しかし複数企業家間で個々が自らの方針を情報として出し合い、全員がそれを共有し投資行動へのコミットメントをもつような相互信頼関係が形成される場合は違う結果となる。このときには、複数の主体間で投資決定の調整がうまくおこなわれることになり、それら相互補完関係に諸企業・部門間での金銭的外部経済の利用が可能となり、すべての企業が「規模の経済」を実現しうる「高位均衡」を達成しうるのである。個々の企業が規模の経済を達成しうるだけでなく、中間財の連関、関連労働者のプール、技術知識の拡散といったことを通じて、各企業が構造的に産業ネットワークに組み込まれていく。

つまり、環境次第では個々がもっとも適切な戦略を選択したとしても必然的に全体的には望ましくない結果となってしまったり、反対に望ましい結果につながったりするのである。これを複数均衡という。

特に、前方・後方連関を特性とする重化学工業などでは、前工程部門の投資戦略(=供給)及び後工程部門の投資戦略(=需要)が自らの投資戦略(=生産計画)を決定するので、情報交換は非常に重要なものとなる。もしその情報がなかったりあいまいであった場合は自らの投資戦略が消極的なものとなり、大胆な投資戦略を決定できなくなるという低位の均衡が成立するのである。

2.4 小括

従来、構造主義から新古典派、そして開発国家的見解に至るまで、中心課題とされてきたのはいずれにおいても市場の失敗と政府の失敗、あるいは市場機能と政府機能の比較であった。そしてそれら産業化に関する議論の背景にあったのは未熟な市場を政府が「代替すべきか否か」という議論であった。

しかし1991年の世界開発報告以来、徐々にその議論の中心課題は変化してきた。すなわち、「市場機能と政府機能をいかに効果的に組み合わせるか」「政府はいかにして市場機能を補完すべきか」というところに焦点が移ってきたのである。さらにいえば、「市場機能ではなく市場における民間部門の調整機能をいかに補完すべきか」という問題に集約することができる。新しいパラダイムでは、「市場において普遍的に存在するコーディネーションの問題は、局所的情報を持つ民間部門が担うのが望ましく、政府はその調整能力を補完するところに効果的な役割がある」と認識されているのである。

そして開発を妨げるコーディネーション問題としては複数均衡というモデルが良い例を与えている。新古典派のいうように完全自由な競争の下においても、個々に最適化された戦略が常に全体として最適であるとは限らないのである。これは、個々の企業ではなく国全体の産業化を目指す途上国にとってみれば、重要な問題である。従って、産業化に対して政府が何らかの積極的な補完的介入をする理由はここに端的に求められるだろう。

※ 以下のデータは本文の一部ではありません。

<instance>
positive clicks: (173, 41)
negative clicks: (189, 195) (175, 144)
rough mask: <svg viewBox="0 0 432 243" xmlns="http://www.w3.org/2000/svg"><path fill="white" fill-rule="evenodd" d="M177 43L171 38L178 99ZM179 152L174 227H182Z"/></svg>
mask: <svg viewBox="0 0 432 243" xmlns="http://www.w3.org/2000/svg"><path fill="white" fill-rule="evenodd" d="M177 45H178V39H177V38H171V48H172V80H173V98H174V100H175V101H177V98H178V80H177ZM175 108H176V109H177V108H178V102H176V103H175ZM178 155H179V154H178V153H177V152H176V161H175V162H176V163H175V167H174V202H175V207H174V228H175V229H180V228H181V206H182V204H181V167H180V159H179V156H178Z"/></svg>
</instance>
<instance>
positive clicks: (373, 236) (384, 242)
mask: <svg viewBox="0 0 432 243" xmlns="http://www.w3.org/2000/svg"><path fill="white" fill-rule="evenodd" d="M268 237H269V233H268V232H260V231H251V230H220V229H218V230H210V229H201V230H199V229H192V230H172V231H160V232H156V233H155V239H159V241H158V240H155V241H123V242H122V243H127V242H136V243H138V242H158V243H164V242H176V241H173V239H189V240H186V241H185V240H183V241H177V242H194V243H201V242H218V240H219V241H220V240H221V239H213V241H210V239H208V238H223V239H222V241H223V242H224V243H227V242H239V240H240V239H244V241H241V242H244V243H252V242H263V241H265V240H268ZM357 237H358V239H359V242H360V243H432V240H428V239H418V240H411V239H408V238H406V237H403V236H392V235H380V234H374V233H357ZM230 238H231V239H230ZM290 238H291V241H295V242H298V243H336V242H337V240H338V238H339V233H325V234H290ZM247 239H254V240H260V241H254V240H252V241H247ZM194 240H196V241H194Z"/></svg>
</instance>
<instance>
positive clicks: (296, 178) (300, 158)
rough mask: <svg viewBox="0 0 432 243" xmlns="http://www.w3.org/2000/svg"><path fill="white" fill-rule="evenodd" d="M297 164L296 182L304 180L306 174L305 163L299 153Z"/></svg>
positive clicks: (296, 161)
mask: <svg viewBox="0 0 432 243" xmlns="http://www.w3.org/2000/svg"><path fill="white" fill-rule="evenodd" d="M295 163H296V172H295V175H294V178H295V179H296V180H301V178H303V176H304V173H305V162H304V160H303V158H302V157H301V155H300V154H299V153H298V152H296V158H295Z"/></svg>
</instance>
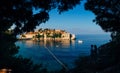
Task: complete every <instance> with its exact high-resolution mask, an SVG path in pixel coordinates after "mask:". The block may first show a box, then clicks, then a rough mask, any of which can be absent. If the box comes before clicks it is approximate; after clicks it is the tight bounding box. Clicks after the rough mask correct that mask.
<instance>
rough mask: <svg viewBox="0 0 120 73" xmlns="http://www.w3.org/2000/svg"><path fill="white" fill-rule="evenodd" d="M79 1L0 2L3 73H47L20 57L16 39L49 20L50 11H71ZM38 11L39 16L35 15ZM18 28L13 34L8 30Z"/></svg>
mask: <svg viewBox="0 0 120 73" xmlns="http://www.w3.org/2000/svg"><path fill="white" fill-rule="evenodd" d="M79 2H80V0H70V1H69V0H0V69H2V68H8V69H12V73H47V70H46V69H41V65H34V64H33V63H32V62H31V61H30V60H29V59H25V58H22V57H17V56H16V54H17V53H18V49H19V47H17V46H16V45H15V42H16V41H17V39H16V36H17V34H20V33H22V32H27V31H33V30H34V29H35V27H36V26H37V25H39V24H41V23H45V22H46V21H48V19H49V11H50V10H52V9H55V8H57V9H58V12H59V13H61V12H64V11H67V10H69V9H72V8H73V7H75V6H76V5H77V4H79ZM36 11H38V12H36ZM11 26H15V28H13V30H12V31H11V30H9V29H10V28H11Z"/></svg>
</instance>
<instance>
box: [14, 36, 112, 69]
mask: <svg viewBox="0 0 120 73" xmlns="http://www.w3.org/2000/svg"><path fill="white" fill-rule="evenodd" d="M76 38H77V39H76V40H72V41H69V40H60V41H40V42H34V41H32V40H23V41H18V42H16V45H18V46H20V49H19V53H18V54H19V55H22V56H23V57H25V58H30V59H31V60H32V61H33V62H34V63H37V64H40V63H42V64H43V67H46V68H48V69H49V70H58V69H61V68H62V66H61V65H60V64H59V63H58V62H57V61H56V60H55V59H54V58H53V56H52V55H51V54H50V53H49V52H48V50H47V49H46V48H45V47H47V48H48V49H49V50H50V51H51V52H52V53H53V54H54V55H55V56H56V57H57V58H58V59H59V60H60V61H61V62H62V63H64V64H65V65H67V66H68V68H72V67H74V61H75V60H76V59H77V58H78V57H79V56H85V55H89V54H90V48H91V47H90V46H91V45H92V44H95V45H97V46H98V47H99V46H100V45H102V44H105V43H107V42H109V40H110V36H109V35H76ZM78 40H82V41H83V43H82V44H81V43H78Z"/></svg>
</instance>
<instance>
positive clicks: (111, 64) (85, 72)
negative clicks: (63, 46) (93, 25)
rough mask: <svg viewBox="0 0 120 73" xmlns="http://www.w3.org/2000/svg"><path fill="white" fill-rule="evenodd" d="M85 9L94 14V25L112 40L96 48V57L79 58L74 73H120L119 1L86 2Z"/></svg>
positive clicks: (119, 4) (106, 0) (89, 56)
mask: <svg viewBox="0 0 120 73" xmlns="http://www.w3.org/2000/svg"><path fill="white" fill-rule="evenodd" d="M85 9H86V10H90V11H92V12H93V13H94V14H95V16H96V17H95V19H94V20H93V21H94V22H96V24H98V25H99V26H101V28H102V29H103V30H104V31H106V32H111V33H112V34H111V37H112V40H111V41H110V42H108V43H106V44H103V45H101V46H100V47H99V48H98V53H97V56H96V55H94V53H92V52H91V55H90V56H88V57H87V58H85V57H84V58H79V59H78V60H77V62H76V68H75V69H74V72H75V73H97V72H98V73H120V57H119V55H120V51H119V49H120V46H119V45H120V1H119V0H96V1H95V0H87V2H86V3H85ZM93 51H94V50H93ZM92 56H96V57H95V58H94V57H92ZM81 71H82V72H81ZM74 72H73V73H74Z"/></svg>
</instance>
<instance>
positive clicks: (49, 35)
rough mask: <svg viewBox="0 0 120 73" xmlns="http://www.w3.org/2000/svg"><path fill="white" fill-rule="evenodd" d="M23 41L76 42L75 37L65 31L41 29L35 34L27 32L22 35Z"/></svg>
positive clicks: (33, 32)
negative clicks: (30, 40) (74, 39)
mask: <svg viewBox="0 0 120 73" xmlns="http://www.w3.org/2000/svg"><path fill="white" fill-rule="evenodd" d="M19 39H21V40H24V39H31V40H74V39H75V35H74V34H71V33H68V32H66V31H65V30H58V29H57V30H56V29H39V30H37V31H34V32H27V33H24V34H21V35H20V38H19Z"/></svg>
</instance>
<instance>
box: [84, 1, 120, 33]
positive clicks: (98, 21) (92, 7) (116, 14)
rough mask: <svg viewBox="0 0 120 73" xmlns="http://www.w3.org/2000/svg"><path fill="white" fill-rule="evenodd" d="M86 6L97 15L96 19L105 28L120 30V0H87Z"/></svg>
mask: <svg viewBox="0 0 120 73" xmlns="http://www.w3.org/2000/svg"><path fill="white" fill-rule="evenodd" d="M85 8H86V10H90V11H92V12H93V13H94V14H95V15H96V18H95V19H94V21H95V22H96V24H98V25H100V26H101V27H102V29H103V30H105V31H110V32H113V31H114V32H116V31H117V32H120V0H97V1H95V0H87V3H86V4H85Z"/></svg>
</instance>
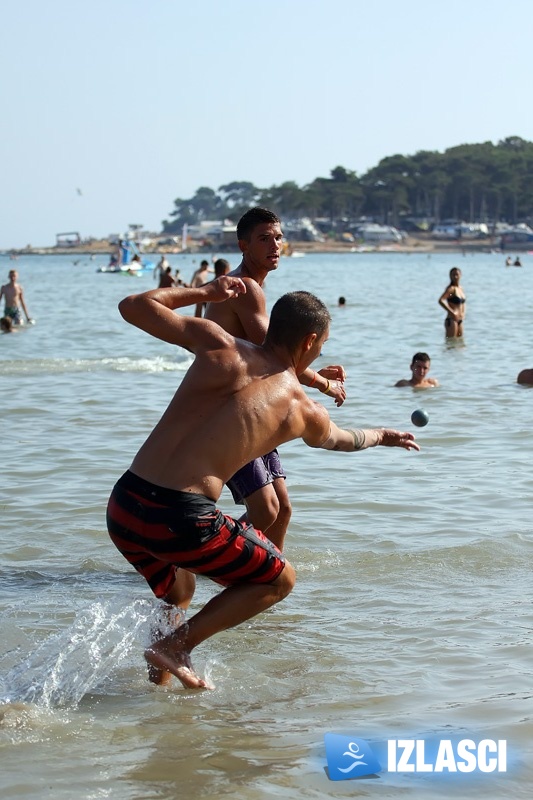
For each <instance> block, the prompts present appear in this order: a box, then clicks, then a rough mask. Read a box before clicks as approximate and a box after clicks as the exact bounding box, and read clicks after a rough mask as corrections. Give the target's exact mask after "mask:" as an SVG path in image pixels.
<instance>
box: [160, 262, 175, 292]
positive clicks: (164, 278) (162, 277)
mask: <svg viewBox="0 0 533 800" xmlns="http://www.w3.org/2000/svg"><path fill="white" fill-rule="evenodd" d="M175 285H176V281H175V279H174V278H173V277H172V267H171V266H168V267H166V269H165V270H164V271H163V272H162V273H161V276H160V278H159V287H158V288H159V289H168V288H169V287H170V286H175Z"/></svg>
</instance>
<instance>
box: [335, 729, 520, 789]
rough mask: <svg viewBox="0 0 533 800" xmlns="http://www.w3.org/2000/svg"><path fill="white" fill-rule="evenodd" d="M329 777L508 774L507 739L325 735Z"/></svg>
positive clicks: (341, 777) (351, 777)
mask: <svg viewBox="0 0 533 800" xmlns="http://www.w3.org/2000/svg"><path fill="white" fill-rule="evenodd" d="M324 742H325V745H326V760H327V766H328V776H329V779H330V780H332V781H343V780H349V779H351V778H362V777H364V776H369V775H377V774H378V773H380V772H395V773H401V772H403V773H410V774H423V775H428V774H431V773H433V774H437V775H443V774H452V773H456V774H457V773H502V772H507V740H506V739H488V738H483V739H473V738H468V737H463V738H461V737H459V736H452V737H450V738H441V739H437V738H433V737H432V738H428V739H387V740H385V741H381V742H372V744H370V743H369V742H368V741H367V740H366V739H361V738H359V737H356V736H346V735H342V734H336V733H326V734H325V736H324Z"/></svg>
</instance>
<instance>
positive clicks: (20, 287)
mask: <svg viewBox="0 0 533 800" xmlns="http://www.w3.org/2000/svg"><path fill="white" fill-rule="evenodd" d="M17 280H18V272H17V270H16V269H11V270H9V283H4V285H3V286H2V287H1V288H0V300H1V299H2V297H3V298H4V302H5V307H4V317H11V319H12V320H13V324H14V325H22V324H23V319H22V311H24V314H25V315H26V321H27V322H29V323H32V322H33V320H32V318H31V317H30V315H29V314H28V309H27V308H26V303H25V302H24V290H23V289H22V286H21V285H20V284H18V283H17ZM21 309H22V310H21Z"/></svg>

政府が介入を行う背景は以上のようにが示された。次に第3章において産業化がどのようなコーディネーション問題を孕んでいるかを検討する。

 

註)

2-1:「不完全な市場は不完全な政府介入よりもベターである」Lal(1993)pp.15-16

2-2:彼女によると、先進諸国の発明と革新に基礎を置く工業化とは対照的に、後期工業化の第一の特質は「学習」に基礎を置く工業化にある。後期工業化国では、競争の基礎は低賃金を国家の補助(広範な政府の支持)におかれ、すでに存在する生産物での生産性の増加と質の改善が競争の源である。また、後期工業化の諸制度として1、介入的国家、2、大規模で多角的なビジネスグループ、3、競争的なサラリーマン経営者の豊富な供給、4、低コストでよく教育を受けた労働の豊富な供給を挙げ、韓国を「後期工業化の特別例」として描き出した。

1、韓国では、経済活動を刺激するために「意図的に相対価格をゆがめる」目的で国家がさまざまな補助を用いた。

2、韓国では、補助を与えるかわりに、国家が民間企業に対してパフォーマンススタンダード(目標達成基準)を課した。

3、韓国のサラリーマンエンジニアは後期工業化においてはキーパーソンであり、外国からの技術移転の門番としての役割を果たした。

4、韓国の生産労働者は教育のある労働者である、彼らは世界中でもっとも労働時間が長く、かつて工業化を遂行したどの国よりも高い実質賃金の増加率が見られた。また、労働力は高度に分断化されていた。すなわち、男女感の大きな賃金格差、および軽工業と重工業とのあいだの製造業賃金のきわめて大きな格差の存在。

5、韓国では、国家は外国企業との競争から、新規産業を保護した。しかし、同時に輸入ニーズを満たすためには自由貿易が必要であったために、市場諸力を媒介する役割を果たした。つまり、為替レートと金利の設定において複数価格制度を創出した。

韓国では比較優位のある産業でも国家の補助は必要とされた。韓国が他の後期工業国と違う点は、民間企業に対して国家の規律が課せられた点である。すなわち、輸出目標達成のために輸出パフォーマンスの悪い企業に対してはペナルティーを課す一方で輸出パフォーマンスのよい企業に対しては充分に報いるというシステムを作りあげたのである。

2-3:朴政権が1960年代中がに実施した貿易自由化や為替・金融改革を市場メカニズムの正常化を促した政策と評価している。(Balassa(1989):pp.)

2-4:これと同様のことを末廣昭も述べている「(市場と)政府との関係をとらえる際にはまず業界の秩序化能力ないし調整能力に注目し、それを補完するものとして政府の役割を意味付けるべきだ」(「20世紀世界システム4〜開発主義」東京大学出版(1998)pp.294)

2-5:一方で「しかし経済が成熟化すると民間部門の能力が向上して政策の範囲はより限定されたものになる」と述べ、その政府の役割が民間のコーディネーション機能の充実化に伴って逆に小さくなることを説いている。これは民間のコーディネーション機能が成熟したと思われる先進諸国で民営化が成功し、構造調整で途上国における民営化が失敗した原因を端的に説明している。つまり、民営化が成功する条件として、一定以上の民間のコーディネーション能力が必要であるということだ。IMFが東アジア経済に対して強制した構造調整プログラムや、従来新古典派がアフリカや南米に対してアドバイスした民営化政策はこの点の認識に欠けていたといわざるを得ない。必ずしも民間のコーディネーション問題解決能力が充分であるとは限らないのであり、その場合には政府によるコーディネーション問題解決能力が唯一存在するものとなるからである。